Adversarial attacks to image classification systems using evolutionary algorithms
Sergio Nesmachnow, Jamal Toutouh

TL;DR
This paper presents a novel method combining evolutionary algorithms and generative adversarial networks to generate adversarial attacks on image classifiers, demonstrating improved success rates over existing methods in two case studies.
Contribution
It introduces a new approach that explores GAN latent space with evolutionary algorithms to craft effective adversarial examples for image classification systems.
Findings
Success rates up to 35% for handwritten digits
Success rates up to 75% for object images
Outperforms other search methods in effectiveness
Abstract
Image classification currently faces significant security challenges due to adversarial attacks, which consist of intentional alterations designed to deceive classification models based on artificial intelligence. This article explores an approach to generate adversarial attacks against image classifiers using a combination of evolutionary algorithms and generative adversarial networks.

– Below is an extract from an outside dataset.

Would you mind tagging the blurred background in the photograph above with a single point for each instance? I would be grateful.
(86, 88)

The proposed approach explores the latent space of a generative adversarial network with an evolutionary algorithm to find vectors representing adversarial attacks. The approach was evaluated in two case studies corresponding to the classification of handwritten digits and object images. The results showed success rates of up to 35% for handwritten digits, and up to 75% for object images, improving over other search methods and reported results in related works. The applied method proved to be effective…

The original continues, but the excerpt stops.